Almost a year after the historic declaration of the abrogation of Article 370 China is gearing up to expedite its claim over the Indian territory.
With the whole world grappling and fighting with the global pandemic COVID 19, the last thing any country would have wanted, a standoff between the two nuclear-powers i.e. India and China. The fate of the existence of humanity is at stake, our economy has collapsed, and at this juncture does any country want to expand its territory beyond its capacity? Does geographical expansion is more valuable than human sufferings? This is what China seems to be doing at present. Since the time immemorial India and China have been at crossroads due to border disputes. In a recent attempt to destabilize LAC the Chinese army is learned to have been deploying and gradually enhancing infrastructure projects in the Galwan valley which includes a proportion of Ladakh region. More than 5,000 Chinese armies have entered 3-4 km in the Indian territory. Huge military build-up is being set up on either side of the border and signaling a 1962 war-like situation. The Indian army has also been moving in additional troops as well as equipment’s and other artillery guns to match up Chinese build up. So, the question arises why China is provoking India, and what could be China’s motive or intentions behind triggering or intensifying the present stand offs?
China’s recent moves can largely be attributed to the abrogation of Article 370 (except for clause 1) and 35A. On 5th August 2019, the Home Minister Amit Shah announced the retraction of Article 370 and Article 35A of the Indian constitution thus removing the special status given to Jammu and Kashmir. It also declared Ladakh as a Union Territory. This decision had a mixed bag of reactions from the International media and among those Chinese media and their diplomats were the most vocal. China expressed serious concerns over the situation in Kashmir and opposed India’s move to create a separate Union territory of Ladakh. In yet another statement Chinese foreign ministry spokesperson Hua Chunying objected to the formation of Ladakh as union territory asserting its claim over the territory. “China always opposes India’s inclusion of Chinese territory in the western section of the China-India boundary under its administrative jurisdiction,” she said. “This position is firm and consistent and has never changed. The recent unilateral revision of domestic laws by the Indian side continues to Undermine China’s territorial sovereignty, which is unacceptable and will not have any effects,” she further added. (India Today, 6th August 2019). India never followed interventionist policy and thus respects territorial integrity and sovereignty of other countries as well. In return it also wants China and Pakistan to reciprocate in the same manner.
India considers LAC to be 3,488 km long, while the Chinese consider it to be only 2,000 km long. This LAC is divided into three different sectors: the eastern sector in the states of Arunachal Pradesh and Sikkim, the middle sector in the Uttarakhand region, and the Western sector in the Ladakh region. This western sector is the major bone of contention for the recent military standoff between India and China. Since the formation of Ladakh as Union territory India has started a Durbul- Shyok- Daulet Beg Oldi (DSBDBO) road construction project north of Pangong Tso. The construction of the road was well within the Indian territory and far from the Chinese claim. The construction of roads and various infrastructure in the Ladakh region brings the two nations to the proximity of each other. While on the other hand, the Chinese army has carried out most projects on its side including an airbase.

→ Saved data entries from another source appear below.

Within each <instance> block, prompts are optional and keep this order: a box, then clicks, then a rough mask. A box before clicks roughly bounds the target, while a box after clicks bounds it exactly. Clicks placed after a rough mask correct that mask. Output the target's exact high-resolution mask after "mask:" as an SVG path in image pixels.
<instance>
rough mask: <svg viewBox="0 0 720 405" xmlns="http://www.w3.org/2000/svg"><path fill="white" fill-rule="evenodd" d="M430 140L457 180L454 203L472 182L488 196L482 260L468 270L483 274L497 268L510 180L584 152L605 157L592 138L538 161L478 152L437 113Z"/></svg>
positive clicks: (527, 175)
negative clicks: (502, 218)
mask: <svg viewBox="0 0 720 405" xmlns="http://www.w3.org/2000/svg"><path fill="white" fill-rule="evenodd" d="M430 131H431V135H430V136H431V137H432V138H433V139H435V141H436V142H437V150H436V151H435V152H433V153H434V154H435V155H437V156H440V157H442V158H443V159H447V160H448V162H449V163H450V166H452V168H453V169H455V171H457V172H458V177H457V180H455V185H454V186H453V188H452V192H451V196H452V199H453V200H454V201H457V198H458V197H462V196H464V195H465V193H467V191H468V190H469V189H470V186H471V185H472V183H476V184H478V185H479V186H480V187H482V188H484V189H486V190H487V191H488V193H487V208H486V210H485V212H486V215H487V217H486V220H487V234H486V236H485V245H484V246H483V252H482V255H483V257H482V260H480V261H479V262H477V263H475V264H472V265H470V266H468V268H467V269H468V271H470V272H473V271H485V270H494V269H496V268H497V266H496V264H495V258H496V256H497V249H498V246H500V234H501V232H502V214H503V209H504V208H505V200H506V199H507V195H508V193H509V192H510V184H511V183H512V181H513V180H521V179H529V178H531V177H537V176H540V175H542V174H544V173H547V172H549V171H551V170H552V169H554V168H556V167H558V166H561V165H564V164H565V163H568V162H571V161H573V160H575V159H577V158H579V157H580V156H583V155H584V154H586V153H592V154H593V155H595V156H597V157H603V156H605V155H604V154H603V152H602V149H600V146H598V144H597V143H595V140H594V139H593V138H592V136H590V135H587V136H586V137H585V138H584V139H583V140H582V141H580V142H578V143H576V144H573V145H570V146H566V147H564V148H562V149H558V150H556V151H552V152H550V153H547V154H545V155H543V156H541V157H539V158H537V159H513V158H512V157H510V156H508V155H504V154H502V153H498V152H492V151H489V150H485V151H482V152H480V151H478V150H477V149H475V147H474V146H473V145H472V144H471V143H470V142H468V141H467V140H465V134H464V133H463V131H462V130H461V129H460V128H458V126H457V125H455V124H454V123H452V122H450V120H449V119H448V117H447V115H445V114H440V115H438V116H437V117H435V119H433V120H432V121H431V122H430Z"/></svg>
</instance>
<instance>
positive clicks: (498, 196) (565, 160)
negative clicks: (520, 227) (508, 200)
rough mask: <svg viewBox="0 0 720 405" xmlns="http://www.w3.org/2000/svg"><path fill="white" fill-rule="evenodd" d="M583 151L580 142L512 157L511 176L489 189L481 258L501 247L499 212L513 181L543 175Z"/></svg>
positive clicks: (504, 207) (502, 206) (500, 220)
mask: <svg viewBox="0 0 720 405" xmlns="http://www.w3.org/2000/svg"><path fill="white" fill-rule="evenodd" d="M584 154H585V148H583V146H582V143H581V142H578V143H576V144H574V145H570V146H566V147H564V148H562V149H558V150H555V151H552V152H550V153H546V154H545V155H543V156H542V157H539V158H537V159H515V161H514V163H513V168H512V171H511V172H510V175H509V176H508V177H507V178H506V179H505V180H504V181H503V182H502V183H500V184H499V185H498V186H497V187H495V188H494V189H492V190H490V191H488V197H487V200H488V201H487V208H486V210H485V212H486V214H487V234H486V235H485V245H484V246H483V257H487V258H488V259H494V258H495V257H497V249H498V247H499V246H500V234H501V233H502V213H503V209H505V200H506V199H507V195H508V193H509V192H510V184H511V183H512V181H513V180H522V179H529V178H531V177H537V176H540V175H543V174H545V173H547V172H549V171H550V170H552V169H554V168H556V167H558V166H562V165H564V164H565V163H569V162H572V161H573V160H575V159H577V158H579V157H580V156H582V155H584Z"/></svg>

Almost a year after the historic declaration of the abrogation of Article 370 China is gearing up to expedite its claim over the Indian territory. What is most important is the timing of this escalation. India is among the 62-nations seeking probe into WHO’s COVID-19 response and the alleged role of China in spreading this deadly virus. India is also garnering support and praise from across the globe for its medical diplomacy which itself is problematic for China. On the other hand, China is worried about Pakistan as it faces the backlash and has been blacklisted by FATF (financial action task force). This also brings to the forefront of China’s quest for becoming a superpower in Asia. Any action that is taken by India which could harm Pakistan also affects China. In a way or the other China is unanimously taking provocative actions to counter India’s rising dominance in South Asia.
Ever since the abrogation of Article 370, China had tried to support its all-weather friend Pakistan on various international forums like UNSC and others. China being the permanent member asked for a closed-door consultation with UNSC on the Kashmir issue. This was also a move to notify the world leaders about India’s move in Kashmir. But this was a futile effort by Pakistan as it was snubbed by UNSC and it further refused to comment on an internal matter of India. China’s position on Kashmir has always remained ambiguous changing its position depending on its needs and greed. China’s policy historically has been inclined toward Pakistan and wants to make inroads in India through POK.
Recent moves by China to flare up border disputes amid COVID pandemic is to assert dominance on its neighbors. It is also trying to cover up its actions for the spread of this deadly virus. The bolstering of US-India relations has also alienated China. India under the leadership of Narendra Modi is not going to back down and it will leave no stone unturned in de-escalating the tension. The issue can further be resolved through political channels so that in future such types of escalations can be averted.
The author is a research scholar in Central University of Jharkhand and an intern at Academics4nation.